I try to not be overly religious on my blog because I know not all readers share the same religious values that I do/my family does.  There is nothing wrong with that at all.  Everyone is different, obviously! After reading my last post, I realized I came across as MEGA Debby Downer and that wasn't the purpose.  Sometimes I write just to get feelings out and then go back later and realize how dramatic I sound. I wasn't trying to sound like I was some great person...it was just a way of expressing my emotions for all that had happened in the past few days......

This morning was my grandfather's memorial service.  We had it in the chapel of Croasdaile Village, where my grandparents are living.  It was so special-- Grandpa would have loved it.   My wonderful friend, Andrea, showed up.  She has known Grandpa for a loooooong time and grandpa would always ask about her. I was thrilled to see her there.  It meant so much.  A lot of grandpa's buddies showed up too, which is just so great to see. 

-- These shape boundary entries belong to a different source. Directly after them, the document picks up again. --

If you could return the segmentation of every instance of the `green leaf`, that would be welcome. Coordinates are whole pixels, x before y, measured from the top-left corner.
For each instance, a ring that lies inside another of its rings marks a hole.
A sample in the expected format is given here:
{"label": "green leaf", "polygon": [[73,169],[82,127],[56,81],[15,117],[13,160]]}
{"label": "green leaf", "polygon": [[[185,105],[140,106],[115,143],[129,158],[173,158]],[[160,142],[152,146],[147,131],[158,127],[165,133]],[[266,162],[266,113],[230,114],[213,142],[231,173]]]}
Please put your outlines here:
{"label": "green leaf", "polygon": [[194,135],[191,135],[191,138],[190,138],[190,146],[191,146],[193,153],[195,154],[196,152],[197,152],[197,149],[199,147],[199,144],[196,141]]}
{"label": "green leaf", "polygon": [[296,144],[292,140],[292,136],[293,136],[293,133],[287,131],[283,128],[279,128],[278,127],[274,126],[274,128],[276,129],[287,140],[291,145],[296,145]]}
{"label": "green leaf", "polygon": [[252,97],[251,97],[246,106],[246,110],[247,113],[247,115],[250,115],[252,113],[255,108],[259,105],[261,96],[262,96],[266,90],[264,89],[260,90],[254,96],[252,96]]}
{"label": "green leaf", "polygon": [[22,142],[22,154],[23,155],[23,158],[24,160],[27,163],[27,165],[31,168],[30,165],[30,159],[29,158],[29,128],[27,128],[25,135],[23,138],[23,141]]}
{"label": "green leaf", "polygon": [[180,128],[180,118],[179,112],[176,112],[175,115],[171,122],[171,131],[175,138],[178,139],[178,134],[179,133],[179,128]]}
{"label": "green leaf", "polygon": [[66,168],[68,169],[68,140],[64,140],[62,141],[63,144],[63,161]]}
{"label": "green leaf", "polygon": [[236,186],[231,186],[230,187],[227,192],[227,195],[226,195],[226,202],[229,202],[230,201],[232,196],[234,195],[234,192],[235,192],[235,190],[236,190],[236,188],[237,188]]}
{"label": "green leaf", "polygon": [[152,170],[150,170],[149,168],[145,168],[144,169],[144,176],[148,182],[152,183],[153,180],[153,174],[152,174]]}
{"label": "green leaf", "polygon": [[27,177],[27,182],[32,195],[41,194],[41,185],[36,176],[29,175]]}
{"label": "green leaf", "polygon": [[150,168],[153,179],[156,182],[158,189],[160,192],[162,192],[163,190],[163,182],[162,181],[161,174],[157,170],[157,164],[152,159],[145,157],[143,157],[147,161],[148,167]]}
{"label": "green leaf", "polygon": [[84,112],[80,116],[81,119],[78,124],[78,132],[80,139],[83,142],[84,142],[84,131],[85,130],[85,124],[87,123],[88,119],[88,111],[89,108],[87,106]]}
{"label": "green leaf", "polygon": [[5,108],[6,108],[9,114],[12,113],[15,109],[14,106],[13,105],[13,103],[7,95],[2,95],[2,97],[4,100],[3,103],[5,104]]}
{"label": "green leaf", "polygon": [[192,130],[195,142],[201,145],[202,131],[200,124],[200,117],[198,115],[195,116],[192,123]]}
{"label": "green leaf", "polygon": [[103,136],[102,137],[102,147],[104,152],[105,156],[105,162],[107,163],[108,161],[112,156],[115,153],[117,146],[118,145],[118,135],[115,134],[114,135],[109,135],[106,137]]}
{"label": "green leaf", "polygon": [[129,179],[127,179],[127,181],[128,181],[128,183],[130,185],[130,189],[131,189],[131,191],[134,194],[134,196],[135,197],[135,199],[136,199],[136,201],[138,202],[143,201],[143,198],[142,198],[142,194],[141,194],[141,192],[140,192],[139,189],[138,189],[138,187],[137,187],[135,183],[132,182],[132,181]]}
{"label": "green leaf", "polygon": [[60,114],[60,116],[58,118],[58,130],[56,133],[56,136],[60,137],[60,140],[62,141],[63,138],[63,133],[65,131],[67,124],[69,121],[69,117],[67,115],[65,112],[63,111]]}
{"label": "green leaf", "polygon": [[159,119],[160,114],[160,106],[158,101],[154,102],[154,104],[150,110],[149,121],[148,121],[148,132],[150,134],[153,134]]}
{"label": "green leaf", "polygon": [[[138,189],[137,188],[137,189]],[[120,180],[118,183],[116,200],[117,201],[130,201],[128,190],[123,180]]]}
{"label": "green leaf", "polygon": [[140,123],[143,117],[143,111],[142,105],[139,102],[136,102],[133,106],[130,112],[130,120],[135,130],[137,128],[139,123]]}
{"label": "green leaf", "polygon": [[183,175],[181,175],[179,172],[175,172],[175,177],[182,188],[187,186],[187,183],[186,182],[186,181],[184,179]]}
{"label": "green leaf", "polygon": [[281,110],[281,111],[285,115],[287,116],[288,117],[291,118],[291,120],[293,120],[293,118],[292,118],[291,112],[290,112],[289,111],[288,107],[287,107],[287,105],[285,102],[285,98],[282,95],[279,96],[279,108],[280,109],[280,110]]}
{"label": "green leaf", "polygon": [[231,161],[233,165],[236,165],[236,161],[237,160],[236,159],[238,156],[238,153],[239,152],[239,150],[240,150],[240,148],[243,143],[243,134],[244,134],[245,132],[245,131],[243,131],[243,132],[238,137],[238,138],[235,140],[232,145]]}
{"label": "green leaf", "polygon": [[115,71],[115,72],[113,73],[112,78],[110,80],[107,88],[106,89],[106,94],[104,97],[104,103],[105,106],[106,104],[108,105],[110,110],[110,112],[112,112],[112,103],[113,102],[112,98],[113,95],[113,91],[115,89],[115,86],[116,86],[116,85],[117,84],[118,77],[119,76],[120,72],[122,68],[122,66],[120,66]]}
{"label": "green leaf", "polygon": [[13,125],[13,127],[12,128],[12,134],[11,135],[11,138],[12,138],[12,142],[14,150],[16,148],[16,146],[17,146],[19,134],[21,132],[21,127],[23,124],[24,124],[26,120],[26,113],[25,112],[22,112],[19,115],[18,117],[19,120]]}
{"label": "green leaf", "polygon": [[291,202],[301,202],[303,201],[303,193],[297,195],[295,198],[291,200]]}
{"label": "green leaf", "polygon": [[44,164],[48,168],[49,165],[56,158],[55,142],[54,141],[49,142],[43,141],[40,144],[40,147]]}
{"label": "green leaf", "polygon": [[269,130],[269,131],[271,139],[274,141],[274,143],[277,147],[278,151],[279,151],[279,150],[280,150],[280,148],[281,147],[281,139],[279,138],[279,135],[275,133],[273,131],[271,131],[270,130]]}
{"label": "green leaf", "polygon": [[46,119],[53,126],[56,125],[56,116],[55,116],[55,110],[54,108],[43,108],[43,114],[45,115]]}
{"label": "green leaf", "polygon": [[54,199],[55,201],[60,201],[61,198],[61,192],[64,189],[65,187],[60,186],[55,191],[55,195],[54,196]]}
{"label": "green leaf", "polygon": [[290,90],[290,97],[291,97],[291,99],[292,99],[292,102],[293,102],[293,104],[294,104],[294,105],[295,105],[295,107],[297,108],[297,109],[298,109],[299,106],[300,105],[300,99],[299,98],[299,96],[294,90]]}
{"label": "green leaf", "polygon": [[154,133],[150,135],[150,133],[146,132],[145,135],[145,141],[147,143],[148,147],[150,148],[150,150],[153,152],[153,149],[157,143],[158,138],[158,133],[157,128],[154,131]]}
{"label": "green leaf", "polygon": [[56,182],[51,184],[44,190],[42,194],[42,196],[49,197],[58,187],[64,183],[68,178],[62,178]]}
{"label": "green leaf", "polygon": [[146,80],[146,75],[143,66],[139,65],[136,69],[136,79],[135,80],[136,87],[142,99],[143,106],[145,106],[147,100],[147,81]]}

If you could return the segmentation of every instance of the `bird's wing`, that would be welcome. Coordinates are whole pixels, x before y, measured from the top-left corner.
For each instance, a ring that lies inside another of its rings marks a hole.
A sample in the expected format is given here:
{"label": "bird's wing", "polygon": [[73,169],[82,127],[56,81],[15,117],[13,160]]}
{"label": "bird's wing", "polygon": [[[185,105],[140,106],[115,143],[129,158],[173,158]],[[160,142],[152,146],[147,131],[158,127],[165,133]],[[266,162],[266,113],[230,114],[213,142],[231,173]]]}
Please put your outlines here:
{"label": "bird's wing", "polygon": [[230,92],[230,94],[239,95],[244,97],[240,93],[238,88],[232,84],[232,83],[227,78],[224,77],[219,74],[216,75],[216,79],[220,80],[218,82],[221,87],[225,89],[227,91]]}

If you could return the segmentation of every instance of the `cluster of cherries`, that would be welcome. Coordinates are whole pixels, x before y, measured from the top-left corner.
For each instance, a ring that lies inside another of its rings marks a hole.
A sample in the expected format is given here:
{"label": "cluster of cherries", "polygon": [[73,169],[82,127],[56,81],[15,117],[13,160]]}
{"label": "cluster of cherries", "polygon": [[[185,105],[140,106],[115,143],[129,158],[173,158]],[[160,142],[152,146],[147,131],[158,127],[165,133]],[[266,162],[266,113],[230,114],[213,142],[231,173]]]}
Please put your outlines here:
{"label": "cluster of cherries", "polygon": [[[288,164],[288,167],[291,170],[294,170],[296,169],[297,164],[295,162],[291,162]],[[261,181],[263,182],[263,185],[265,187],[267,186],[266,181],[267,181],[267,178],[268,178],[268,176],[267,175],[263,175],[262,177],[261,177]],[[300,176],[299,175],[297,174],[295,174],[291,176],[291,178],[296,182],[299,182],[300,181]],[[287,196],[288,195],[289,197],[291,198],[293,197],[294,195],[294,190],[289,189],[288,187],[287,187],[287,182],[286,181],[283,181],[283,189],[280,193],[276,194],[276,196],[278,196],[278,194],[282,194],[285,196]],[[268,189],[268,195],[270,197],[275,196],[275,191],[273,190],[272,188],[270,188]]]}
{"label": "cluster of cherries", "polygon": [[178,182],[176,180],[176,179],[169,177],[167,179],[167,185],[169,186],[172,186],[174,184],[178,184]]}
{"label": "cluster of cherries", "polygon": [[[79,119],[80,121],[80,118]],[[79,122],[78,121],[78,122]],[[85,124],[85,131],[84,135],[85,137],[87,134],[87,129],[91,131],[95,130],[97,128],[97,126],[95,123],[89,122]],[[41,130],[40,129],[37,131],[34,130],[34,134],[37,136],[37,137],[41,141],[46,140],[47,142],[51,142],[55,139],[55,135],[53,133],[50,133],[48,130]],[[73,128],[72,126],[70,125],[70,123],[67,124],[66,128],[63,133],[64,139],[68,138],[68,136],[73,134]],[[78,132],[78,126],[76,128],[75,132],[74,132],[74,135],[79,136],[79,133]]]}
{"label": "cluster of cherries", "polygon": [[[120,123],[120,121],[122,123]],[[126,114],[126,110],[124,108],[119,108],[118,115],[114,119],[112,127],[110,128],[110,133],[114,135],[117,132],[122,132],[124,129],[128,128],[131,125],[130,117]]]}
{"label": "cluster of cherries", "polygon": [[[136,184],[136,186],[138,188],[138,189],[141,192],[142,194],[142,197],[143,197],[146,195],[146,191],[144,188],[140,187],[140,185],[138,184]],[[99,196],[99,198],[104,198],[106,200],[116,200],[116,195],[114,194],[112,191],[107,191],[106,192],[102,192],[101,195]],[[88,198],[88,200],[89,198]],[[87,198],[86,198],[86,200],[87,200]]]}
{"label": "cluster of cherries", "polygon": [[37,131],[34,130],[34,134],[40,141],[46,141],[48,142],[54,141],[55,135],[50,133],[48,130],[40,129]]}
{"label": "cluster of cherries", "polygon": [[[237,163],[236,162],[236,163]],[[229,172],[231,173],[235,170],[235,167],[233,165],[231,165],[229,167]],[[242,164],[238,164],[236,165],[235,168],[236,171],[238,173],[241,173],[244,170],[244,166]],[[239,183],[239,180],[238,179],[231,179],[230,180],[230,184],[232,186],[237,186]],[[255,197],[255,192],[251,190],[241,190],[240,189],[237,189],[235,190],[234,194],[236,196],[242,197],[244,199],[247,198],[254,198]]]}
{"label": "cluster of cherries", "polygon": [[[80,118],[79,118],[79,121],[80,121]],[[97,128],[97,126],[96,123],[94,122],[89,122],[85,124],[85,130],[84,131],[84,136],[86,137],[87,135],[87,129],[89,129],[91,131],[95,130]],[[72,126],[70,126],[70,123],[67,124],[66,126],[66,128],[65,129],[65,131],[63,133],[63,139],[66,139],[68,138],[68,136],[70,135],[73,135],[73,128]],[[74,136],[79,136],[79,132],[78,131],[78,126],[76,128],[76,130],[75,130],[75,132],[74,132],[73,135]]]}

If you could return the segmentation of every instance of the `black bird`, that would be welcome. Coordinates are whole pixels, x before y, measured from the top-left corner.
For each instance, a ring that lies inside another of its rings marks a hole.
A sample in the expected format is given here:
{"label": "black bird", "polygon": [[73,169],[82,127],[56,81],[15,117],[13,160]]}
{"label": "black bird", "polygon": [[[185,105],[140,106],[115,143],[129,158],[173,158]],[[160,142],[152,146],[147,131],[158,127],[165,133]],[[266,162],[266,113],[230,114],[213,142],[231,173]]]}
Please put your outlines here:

My mom got up in front and read a poem by Henry Van Dyke called "A Parable of Immortality."  Grandpa loved the water and being on the water in a sailboat, so this poem was especially fitting.  You can look it up if you want to read it (I would recommend it-- it's beautiful), but my favorite lines are as follows (her meaning the ship):
Her diminished size is in me, not in her.
And just at the moment
when someone at my side says,
" There she goes! "
there are other eyes watching her coming . . .
and other voices ready to take up the glad shout . . .
" Here she comes! "

Grandpa used to always look around at the family when we were all together and say, "Isn't this a great family?" or "Is this family great or what?"  I could feel him there today with us smiling down thinking just that: what a GREAT family we have. 

1 comment:

Alyssa said...

I just wanted to say that you should never apologize for what you write in your blog. That is what it is here for, for you to pour your heart into it. I think we always want to seem positive and happy, etc... but sometimes things are really hard...really really hard and it is our reality and we all need support and to talk about things that upset us or hurt our hearts. You didn't seem like a debbie downer, you seemed real.